Not an oversight. Not an accident.
A line.
They weren’t favors. Or apologies. Or performances.
They were acknowledgments.
She saw them. Thought of them. Took care.
I walk past Jamie without a word.
Back in my office, I close the door and stand there longer than necessary.
Safe.
That’s the word that cuts deepest.
Since when am I not safe in my own company?
Not threatened—challenged.
Not exposed—unbalanced.
I straighten my jacket and move to my desk.
Enough cowering in shame.
Enough mistaking restraint for disappearance.
I don’t get to undo what I did.
But I do get to decide who I am from this moment forward.

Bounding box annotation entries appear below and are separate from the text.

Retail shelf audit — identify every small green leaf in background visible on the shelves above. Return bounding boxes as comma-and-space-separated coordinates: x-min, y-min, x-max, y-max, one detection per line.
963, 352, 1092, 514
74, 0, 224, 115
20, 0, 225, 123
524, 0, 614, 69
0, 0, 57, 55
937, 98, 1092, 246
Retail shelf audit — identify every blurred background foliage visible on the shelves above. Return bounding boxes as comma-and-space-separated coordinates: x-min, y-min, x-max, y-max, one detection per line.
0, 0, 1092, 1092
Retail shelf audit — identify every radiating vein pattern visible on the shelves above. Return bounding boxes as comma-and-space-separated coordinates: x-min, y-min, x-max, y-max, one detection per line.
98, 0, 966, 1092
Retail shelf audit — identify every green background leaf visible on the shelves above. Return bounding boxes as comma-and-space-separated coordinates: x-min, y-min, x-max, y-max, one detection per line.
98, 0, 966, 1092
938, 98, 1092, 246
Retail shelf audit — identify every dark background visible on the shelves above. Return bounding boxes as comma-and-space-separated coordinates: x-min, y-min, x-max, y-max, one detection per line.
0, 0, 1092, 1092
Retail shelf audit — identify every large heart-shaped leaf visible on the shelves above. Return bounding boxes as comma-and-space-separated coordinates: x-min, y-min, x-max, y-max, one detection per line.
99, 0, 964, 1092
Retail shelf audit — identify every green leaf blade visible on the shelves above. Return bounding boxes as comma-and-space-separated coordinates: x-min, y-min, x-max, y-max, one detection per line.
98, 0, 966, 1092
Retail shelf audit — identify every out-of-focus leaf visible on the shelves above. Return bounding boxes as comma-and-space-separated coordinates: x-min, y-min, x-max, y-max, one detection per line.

And I am still Derek Pierce.
Not because of my title.
Not because people defer.
Because I remember how to hold a line—and this time, I hold it without hiding behind it.
From now on, I act like it.
Every room.
Every decision.
Every silence that matters.
Not to prove anything to her.
Not to deny that I’m fallible.
But because this is who I am—unapologetically.
And I won’t let anyone, including myself, forget it.